Tuesday, November 28, 2006

 

Predicting Endpoint Of Earthquake Ruptures

Reno (USA), 27 November: A study of 22 historical strike-slip earthquakes has revealed new insights into how an earthquake propagates along a fault and where the end point of a future earthquake rupture is likely to occur. The study, compiled by Steven Wesnousky, is published in this week’s Nature.

Earthquake faults are made up of lots of differently sized segments or ‘steps’, so that when an earthquake occurs, the rupture trace is often discontinuous. The length of an earthquake rupture along the fault will therefore depend on how much stress builds up at the junctions between these fault segments.

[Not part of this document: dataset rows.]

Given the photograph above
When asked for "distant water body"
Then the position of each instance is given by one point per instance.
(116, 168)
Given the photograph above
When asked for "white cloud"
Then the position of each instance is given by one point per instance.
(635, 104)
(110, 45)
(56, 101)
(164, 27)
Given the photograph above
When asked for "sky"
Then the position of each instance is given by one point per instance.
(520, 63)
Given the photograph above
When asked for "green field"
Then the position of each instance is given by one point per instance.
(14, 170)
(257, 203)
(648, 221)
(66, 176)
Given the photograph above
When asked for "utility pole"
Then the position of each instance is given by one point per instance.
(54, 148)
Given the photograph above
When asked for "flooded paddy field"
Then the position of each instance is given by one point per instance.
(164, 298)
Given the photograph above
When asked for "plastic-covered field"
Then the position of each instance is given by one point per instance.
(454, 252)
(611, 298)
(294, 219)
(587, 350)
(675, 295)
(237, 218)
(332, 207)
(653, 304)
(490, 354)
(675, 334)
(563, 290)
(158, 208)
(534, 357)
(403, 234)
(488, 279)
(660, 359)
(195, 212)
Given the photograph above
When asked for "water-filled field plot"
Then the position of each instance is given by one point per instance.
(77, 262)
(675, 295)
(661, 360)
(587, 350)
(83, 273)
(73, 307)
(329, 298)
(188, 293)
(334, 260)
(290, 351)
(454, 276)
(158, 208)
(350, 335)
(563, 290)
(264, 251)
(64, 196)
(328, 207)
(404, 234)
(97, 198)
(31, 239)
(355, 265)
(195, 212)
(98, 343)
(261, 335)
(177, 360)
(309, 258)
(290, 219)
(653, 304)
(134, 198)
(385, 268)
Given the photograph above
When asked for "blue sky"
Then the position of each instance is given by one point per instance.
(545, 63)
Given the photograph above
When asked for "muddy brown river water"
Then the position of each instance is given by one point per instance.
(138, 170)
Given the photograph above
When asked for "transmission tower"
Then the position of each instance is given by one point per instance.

Wesnousky studied maps of historical strike-slip earthquakes such as the 1992 Landers quake in California and the 1999 Izmit quake in Turkey. The rupture lengths of these earthquakes ranged from 10 to 420 km. He found that two-thirds of the endpoints of strike-slip earthquake ruptures are associated with these fault steps or with the ends of active fault traces. There appears to be a critical distance of fault step- 3 to 4 km- above which earthquake ruptures do not propagate, and below which rupture propagation ceases only 40% of the time. This limiting dimension observed also seems to be largely independent of the total length of the fault.

The results from this study may be of practical importance in assessing seismic hazards along a fault and how far any future earthquake is likely to propagate along it.